The former manifests itself above all as a conscious, resolute and tenacious will, directed relentlessly toward the goal; a will that unceasingly works to master the areas of the unconscious, to bring the rebellious and conflicting elements of the soul under firm discipline; a will that settles disagreements, that dissolves complexes, that liberates repressed energies; that transforms, elevates, and utilizes the instinctive, passionate, emotional forces in the best way; a will that decisively directs desires and aspirations upward, awakens spiritual energies, and removes obstacles to the action of the Spirit.
The second force is the Spiritual “I” or Self, the highest and truest Center of our being, which does the work, which completes and perfects what the will has begun. It acts subtly, often unnoticed, from within and from the depths. Actually, not infrequently it happens that the more effectively it works the more we personally feel arid, powerless, or shrouded in darkness. This is because the Spirit must first and foremost dissolve hardness, harshness, and resistance in us; it must burn away impurities and painstakingly transmute lower energies. This work necessarily involves the calling up and employment of negative forces, but this inevitable action of the Spirit alternates with the positive action of regeneration and synthesis.
Spirit by its very nature is above all dualism, all conflict; it is Unity. Where It is present and at work, It renews, coordinates, harmonizes, unifies.

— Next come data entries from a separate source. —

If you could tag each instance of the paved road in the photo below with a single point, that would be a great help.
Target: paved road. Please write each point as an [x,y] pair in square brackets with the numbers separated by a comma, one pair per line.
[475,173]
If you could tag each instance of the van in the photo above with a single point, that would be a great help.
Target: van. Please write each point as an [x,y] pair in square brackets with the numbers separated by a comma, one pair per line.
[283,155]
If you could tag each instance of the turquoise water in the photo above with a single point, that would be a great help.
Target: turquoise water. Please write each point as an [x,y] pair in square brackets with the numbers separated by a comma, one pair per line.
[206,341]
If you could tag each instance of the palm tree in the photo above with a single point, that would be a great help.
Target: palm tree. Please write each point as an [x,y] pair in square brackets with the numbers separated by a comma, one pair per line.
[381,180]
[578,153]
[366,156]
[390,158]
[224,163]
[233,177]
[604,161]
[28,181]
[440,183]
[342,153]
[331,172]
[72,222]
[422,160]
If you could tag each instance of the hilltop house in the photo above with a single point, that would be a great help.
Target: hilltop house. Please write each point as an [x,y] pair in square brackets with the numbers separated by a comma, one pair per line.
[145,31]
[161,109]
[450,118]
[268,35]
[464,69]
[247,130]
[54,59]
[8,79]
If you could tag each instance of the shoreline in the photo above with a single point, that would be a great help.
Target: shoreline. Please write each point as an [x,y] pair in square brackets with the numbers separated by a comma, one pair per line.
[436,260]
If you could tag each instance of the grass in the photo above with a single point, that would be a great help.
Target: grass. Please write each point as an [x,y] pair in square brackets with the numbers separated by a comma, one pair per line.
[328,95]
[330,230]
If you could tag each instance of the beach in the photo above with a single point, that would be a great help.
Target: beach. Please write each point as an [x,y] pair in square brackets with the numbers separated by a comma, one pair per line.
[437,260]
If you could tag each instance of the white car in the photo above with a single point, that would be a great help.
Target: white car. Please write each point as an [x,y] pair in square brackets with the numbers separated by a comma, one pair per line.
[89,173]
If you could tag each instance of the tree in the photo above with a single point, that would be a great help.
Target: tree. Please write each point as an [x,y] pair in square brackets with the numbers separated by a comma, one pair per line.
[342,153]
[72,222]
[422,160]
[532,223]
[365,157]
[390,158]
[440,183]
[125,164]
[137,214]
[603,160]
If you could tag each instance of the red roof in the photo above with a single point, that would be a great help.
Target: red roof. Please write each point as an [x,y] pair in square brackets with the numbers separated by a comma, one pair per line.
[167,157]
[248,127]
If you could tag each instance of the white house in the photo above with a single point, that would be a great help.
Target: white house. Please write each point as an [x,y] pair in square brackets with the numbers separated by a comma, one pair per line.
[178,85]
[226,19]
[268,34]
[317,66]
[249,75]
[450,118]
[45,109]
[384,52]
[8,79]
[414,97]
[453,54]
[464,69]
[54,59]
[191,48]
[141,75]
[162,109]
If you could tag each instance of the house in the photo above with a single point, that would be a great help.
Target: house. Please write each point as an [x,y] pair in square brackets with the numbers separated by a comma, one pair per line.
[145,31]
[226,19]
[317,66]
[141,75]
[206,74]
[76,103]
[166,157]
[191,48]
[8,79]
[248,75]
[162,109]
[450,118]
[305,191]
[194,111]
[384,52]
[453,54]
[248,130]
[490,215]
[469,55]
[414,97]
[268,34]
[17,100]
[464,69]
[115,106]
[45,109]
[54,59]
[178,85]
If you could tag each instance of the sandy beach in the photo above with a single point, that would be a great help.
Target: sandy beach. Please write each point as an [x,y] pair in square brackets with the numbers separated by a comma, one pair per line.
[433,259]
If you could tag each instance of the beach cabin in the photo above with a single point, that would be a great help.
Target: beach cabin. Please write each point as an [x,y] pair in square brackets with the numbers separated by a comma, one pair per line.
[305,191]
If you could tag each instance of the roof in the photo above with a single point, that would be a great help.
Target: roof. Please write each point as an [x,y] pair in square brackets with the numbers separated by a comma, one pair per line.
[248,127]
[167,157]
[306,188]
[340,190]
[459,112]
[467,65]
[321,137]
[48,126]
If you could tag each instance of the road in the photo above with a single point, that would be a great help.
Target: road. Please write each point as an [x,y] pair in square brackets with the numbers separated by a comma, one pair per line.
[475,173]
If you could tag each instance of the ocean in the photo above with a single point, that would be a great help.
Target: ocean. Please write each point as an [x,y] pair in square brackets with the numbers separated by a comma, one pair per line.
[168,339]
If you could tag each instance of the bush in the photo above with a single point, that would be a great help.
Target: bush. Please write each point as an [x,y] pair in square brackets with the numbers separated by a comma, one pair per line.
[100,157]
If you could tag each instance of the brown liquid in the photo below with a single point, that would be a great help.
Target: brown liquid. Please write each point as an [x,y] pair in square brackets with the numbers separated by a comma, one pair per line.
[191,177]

Let us therefore rely with faith on the action of the Spirit; let us open the doors of our souls to It — let us aspire to unite, to merge with It as much as possible, so as to consciously and effectively become what we are in essence: that is, one Being, one Life. Thus we will move from multiplicity, from dispersion, from the wearisome travail of conflicting forces, to peace, to inner harmony, to fruitful cooperation of all our energies, to victorious and joyful psychosynthesis.